Notice, however, some properties of the average. First of all, unless all the sample values are equal, there is always a smallest and largest number, and the average is always between them. I can always rearrange the samples in order from smallest to largest (e.g. 33, 43, 47, 50, 52). And no matter how many 33's I add to the sample, as long as there is one number greater than 33, the average will always be between 33 and the largest number, and similarly, no matter how many 52's I add to the sample, the average will always be between 52 and the smallest number. Thus, by definition, it is impossible for everyone to be above or below average. Thus, qualitatively, being above average, at average, or below average, is not of itself good or bad, it is merely a mathematical way to compare an individual sample value against a value that mathematically summarizes a central point of all the sample values.

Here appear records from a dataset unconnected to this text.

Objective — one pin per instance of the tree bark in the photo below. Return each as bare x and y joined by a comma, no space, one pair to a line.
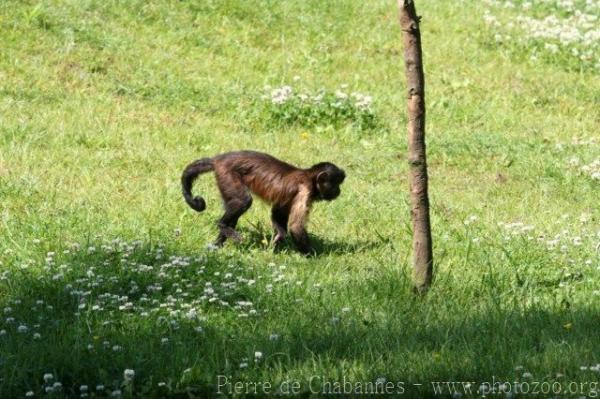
419,198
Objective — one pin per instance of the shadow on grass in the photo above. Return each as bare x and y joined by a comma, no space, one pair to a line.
151,309
257,238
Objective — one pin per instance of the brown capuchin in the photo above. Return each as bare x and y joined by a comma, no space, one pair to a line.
289,189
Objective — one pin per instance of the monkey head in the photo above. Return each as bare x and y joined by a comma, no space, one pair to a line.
328,179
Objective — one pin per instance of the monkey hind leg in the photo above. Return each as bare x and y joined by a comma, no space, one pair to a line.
237,201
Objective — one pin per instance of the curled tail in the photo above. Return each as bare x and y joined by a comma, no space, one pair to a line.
190,173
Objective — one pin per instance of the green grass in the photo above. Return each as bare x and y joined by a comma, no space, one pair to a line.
102,104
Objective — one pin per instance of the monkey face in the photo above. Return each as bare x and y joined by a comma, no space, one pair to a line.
329,181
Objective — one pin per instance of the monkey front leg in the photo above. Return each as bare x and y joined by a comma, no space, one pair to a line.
298,218
301,240
279,217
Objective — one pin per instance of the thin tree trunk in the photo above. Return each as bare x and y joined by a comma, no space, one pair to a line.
422,247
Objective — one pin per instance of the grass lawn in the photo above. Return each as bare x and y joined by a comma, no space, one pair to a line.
107,287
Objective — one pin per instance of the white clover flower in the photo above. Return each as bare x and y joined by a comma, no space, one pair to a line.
128,374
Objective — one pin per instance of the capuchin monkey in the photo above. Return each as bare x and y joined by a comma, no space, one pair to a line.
289,189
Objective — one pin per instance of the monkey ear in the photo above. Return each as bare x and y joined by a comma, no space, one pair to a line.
322,177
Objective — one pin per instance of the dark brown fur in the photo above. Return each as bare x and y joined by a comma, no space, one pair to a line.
291,190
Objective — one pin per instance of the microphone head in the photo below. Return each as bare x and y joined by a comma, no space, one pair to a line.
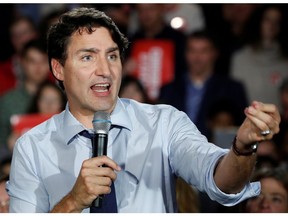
101,122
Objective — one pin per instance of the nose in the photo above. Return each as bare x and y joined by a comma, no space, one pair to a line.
265,203
103,67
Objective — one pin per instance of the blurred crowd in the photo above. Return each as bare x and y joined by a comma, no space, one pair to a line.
208,60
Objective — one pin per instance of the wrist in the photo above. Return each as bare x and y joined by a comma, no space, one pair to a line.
245,150
67,204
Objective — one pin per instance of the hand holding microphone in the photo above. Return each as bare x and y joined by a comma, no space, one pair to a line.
101,124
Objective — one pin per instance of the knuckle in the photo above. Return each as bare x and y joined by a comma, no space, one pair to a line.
107,190
90,189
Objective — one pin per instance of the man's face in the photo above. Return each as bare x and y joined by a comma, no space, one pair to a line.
92,72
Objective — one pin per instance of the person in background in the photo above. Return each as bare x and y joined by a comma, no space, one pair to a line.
132,88
153,26
17,101
5,164
49,98
282,137
201,86
274,192
186,18
52,169
262,64
22,30
4,197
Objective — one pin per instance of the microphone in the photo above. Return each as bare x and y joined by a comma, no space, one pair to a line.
101,124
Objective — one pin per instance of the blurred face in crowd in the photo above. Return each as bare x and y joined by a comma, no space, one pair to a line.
35,66
50,101
91,73
284,99
270,23
222,120
4,198
200,56
133,92
21,33
273,198
150,15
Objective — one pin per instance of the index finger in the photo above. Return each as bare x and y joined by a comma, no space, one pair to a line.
267,108
104,160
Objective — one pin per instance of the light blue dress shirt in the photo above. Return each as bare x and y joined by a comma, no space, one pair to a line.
151,143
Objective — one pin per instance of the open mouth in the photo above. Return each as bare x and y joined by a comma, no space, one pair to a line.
103,87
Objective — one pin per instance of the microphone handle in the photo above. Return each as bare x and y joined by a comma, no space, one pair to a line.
99,144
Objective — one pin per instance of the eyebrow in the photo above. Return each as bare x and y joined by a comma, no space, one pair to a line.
94,50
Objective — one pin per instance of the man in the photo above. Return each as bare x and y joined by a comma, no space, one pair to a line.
52,169
201,87
4,198
274,192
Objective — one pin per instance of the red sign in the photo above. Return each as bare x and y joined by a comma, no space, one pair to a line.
24,122
155,64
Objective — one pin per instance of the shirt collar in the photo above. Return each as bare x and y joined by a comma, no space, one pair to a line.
71,126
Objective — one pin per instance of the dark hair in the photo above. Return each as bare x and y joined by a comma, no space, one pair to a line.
252,30
206,35
279,173
34,104
76,20
33,44
20,18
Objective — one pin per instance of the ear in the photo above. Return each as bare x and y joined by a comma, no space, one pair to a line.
57,69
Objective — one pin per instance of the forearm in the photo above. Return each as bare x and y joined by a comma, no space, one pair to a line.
233,172
66,205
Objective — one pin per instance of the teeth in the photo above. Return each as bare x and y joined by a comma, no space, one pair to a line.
101,90
102,85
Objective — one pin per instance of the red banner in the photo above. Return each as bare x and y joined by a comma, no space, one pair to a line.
155,64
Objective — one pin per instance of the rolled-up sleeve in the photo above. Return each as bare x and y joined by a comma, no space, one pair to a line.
25,188
194,159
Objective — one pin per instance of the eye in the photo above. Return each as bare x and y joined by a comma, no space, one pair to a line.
113,57
87,58
277,199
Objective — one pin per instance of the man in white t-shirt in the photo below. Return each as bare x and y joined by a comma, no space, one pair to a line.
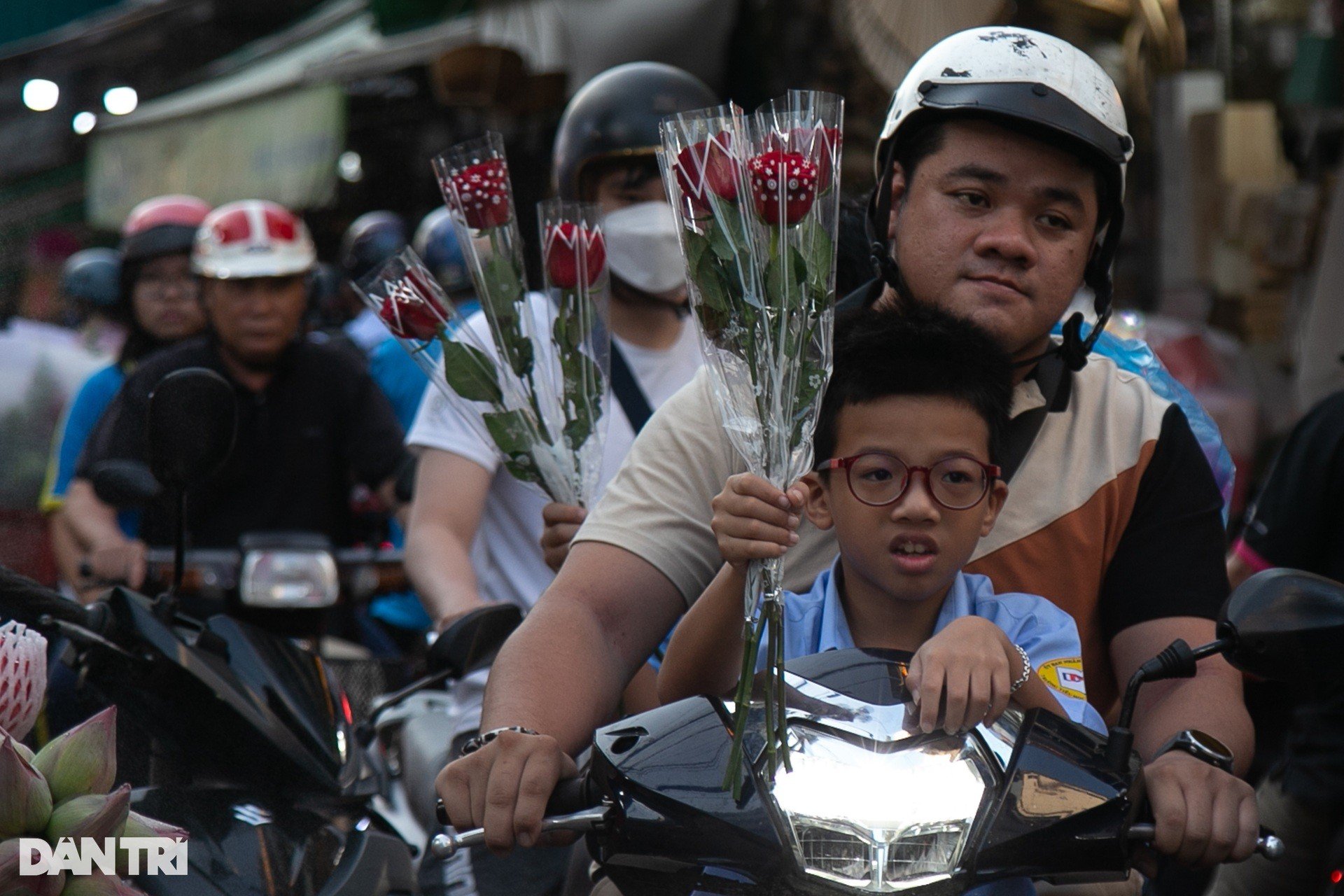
475,531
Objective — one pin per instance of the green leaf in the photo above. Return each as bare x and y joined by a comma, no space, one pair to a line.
711,284
503,288
511,430
515,438
470,372
577,431
696,245
820,253
729,216
569,330
519,351
784,281
721,244
812,378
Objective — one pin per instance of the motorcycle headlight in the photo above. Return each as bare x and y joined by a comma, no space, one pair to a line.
289,580
881,817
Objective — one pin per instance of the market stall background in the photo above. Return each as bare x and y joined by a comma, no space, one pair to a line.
1230,260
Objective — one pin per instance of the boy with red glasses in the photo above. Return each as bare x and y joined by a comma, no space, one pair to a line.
913,419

No sooner do I work on this, than the local paper editorializes indicating a complete lack of understanding of this very principle. The complaint was that Wisconsin's reported drunk driving rate was over 20% (i.e. 1 out of 5 people surveyed admitted to driving while intoxicated in the last year) and that this was the highest such rate among all 50 states in the U.S. Now, to be clear, a 20% rate is qualitatively scary, but out of 50 states, some state has to have the highest rate, so by definition it can say nothing additionally worse to say that the 20% rate was the worst among the 50 states, because some rate was going to be worst. The 20% rate only means something in comparison to the other values, or their summary, the mean. After all, how you would evaluate that result if the sample of the 50 states reported values between 18 and 20 versus if the reported values were between 5 and 20 percent? In the first group, it would mean very little to say that 20% was the worst score because at worst it is only slightly higher than its mean (at least 18%), whereas in the second group, the difference could be much larger, and by implication more improvement was possible. Thus, the 20% value only provides additional information in the context of the average, and other measures of how the data is spread out.